Se proteger e proteger os outros sem equipamentos necessários para proteção. É o que acontece em muitas unidades de saúde do estado do Rio de Janeiro, segundo o relatório “Escuta da sociedade civil sobre combate à pandemia de Covid- 9 nas favelas e periferias do Rio de Janeiro”, divulgado no dia 28 de agosto, pela Ouvidoria da Defensoria Pública do Rio de Janeiro. No período de abril a julho de 2020 foram ouvidas 57 lideranças que moram e atuam em diferentes favelas e periferias da Região Metropolitana. De acordo com a pesquisa, em 84% das escutas, houve relatos de falta de equipamentos de proteção individual (EPI’s) em unidades de saúde, enquanto 16% desconheciam a situação do acesso aos EPI’s nas unidades de saúde.
A situação nos hospitais do Rio de Janeiro já era complicada antes da pandemia do novo coronavírus. Faltavam leitos, medicamentos, materiais médicos para equipes de saúde, havia uma sobrecarga do sistema e, com isso, pessoas não conseguiam atendimento. Durante a pandemia só piorou. O relatório destacou que para aliviar os efeitos dessas conjunturas, as lideranças de algumas favelas mobilizaram, junto com as campanhas de doações de alimentos para a população, doações também de EPI’s para as equipes médicas que atendiam a população. E ressaltou que até doação de água foi feita ao Hospital de Acari, mobilizada pelo Gabinete de Crise dos moradores do Complexo do Alemão.
A situação das unidades de saúde só fez com que a população sentisse mais receio de procurar ajuda e atendimento médico. O relatório afirma que 71% das lideranças tiveram conhecimento de pessoas com problemas de saúde que morreram em casa sem buscar atendimento médico.
Morador da Baixada Fluminense, Cristiano dos Santos, de 47 anos, disse que ficou muito assustado quando a pandemia começou. Ele trabalha na cozinha de um hospital que tinha duas alas de atendimento para pacientes de Covid-19 e não podia parar de trabalhar apesar de ser do grupo de risco, pois tem diabetes e hipertensão. Mesmo com todos os cuidados, acabou pegando o vírus, foi à UPA em Austin, Nova Iguaçu, chegou a ficar o dia lá com medicação na veia, mas o médico disse que era melhor ele se tratar em casa.
“Como trabalho em um hospital eu sei que fui eu que levei o vírus pra casa, ficamos todos em isolamento, eu, minha esposa e meus dois filhos. Eles só tiveram sintomas leves, dor no corpo, perda de olfato, como se fosse um resfriado, mas eu por ter problemas de saúde achei que ia morrer. Senti muita falta de ar, cansaço, dores no corpo, febre. Gastei mais de 300 reais em remédios, deixei de pagar conta pra poder comprar”, contou Cristiano.
Já no seu local de trabalho deram três máscaras de tecido para ele mesmo higienizar em casa. “A doutora me disse que aquilo estava errado, ainda mais por eu trabalhar na área da cozinha o certo era me darem máscaras descartáveis e não de pano”, afirmou.

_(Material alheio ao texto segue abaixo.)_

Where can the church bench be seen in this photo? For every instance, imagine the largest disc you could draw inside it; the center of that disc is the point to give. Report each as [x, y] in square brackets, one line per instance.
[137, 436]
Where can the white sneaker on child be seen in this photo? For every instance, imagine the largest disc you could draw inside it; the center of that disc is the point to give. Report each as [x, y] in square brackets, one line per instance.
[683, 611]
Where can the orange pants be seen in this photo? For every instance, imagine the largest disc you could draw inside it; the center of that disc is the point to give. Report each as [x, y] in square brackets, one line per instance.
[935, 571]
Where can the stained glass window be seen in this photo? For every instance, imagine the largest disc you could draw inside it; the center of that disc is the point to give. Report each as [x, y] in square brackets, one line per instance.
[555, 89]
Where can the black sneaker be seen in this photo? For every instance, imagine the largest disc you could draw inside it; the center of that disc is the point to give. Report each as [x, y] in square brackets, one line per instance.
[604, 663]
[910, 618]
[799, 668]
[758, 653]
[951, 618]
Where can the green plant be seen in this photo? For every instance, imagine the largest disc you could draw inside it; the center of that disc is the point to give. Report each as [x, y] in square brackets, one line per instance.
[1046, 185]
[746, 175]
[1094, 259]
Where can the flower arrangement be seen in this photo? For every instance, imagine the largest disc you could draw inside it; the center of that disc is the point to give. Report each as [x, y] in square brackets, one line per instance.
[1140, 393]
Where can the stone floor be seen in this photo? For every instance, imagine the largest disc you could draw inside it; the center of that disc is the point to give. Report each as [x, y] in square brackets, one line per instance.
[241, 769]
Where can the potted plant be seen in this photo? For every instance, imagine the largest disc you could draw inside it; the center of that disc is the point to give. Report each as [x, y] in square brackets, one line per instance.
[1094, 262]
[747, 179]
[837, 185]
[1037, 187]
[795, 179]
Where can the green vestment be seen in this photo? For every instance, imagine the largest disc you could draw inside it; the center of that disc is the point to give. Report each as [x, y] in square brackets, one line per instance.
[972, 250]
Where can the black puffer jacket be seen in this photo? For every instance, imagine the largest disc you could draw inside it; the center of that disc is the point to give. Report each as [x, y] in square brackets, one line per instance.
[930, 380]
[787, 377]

A moradora de Queimados Fátima Nascimento não precisou ir até a unidade de saúde do município e aprovou a ação da prefeitura de distribuir máscaras de tecido. “Eu estava passando no centro da cidade e vi eles distribuindo máscaras, peguei para mim e para outas pessoas. Mas mesmo assim tem muita gente que não anda de máscara porque não quer, ainda mais agora que as coisas estão voltando a funcionar. Tem gente que anda como se não estivesse acontecendo nada e isso prejudica outras pessoas”, disse.
A Ouvidoria registrou que em 53% das escutas foram relatados sobrecarga no atendimento da unidade responsável pela estratégia de saúde da família local, enquanto 20% afirmaram que não presenciavam esse serviço no local onde vivem. Já nos 27% das escutas restantes foi dito que a estratégia de saúde da família estava atendendo normalmente.
Participaram das escutas lideranças de favelas, complexos e bairros periféricos dos seguintes locais: Acari, Alcantara, Barro Vermelho, Campo Grande, Centro de São João de Meriti, Cidade Alta, Cidade de Deus, Cinco Marias, Complexo da Coruja, Complexo da Maré, Complexo do Borel, Complexo do Centenário, Complexo do Lins, Gramacho, Guariciaba (Rua do Meio), Itaoca, Jacarezinho, Jardim Gramacho, Km 32, Morro da Bica, Morro do Sossego, Neves, Parada de Lucas, Parque Beira Mar, Parque das Missões, Parque Paulista, Pavuna, Providência, Pedreira, Rocinha, Santa Cruz, Santa Cruz da Serra, Tabajara, Vargem Grande, Vila Ideal (Favela do Lixão) e Vila Kennedy.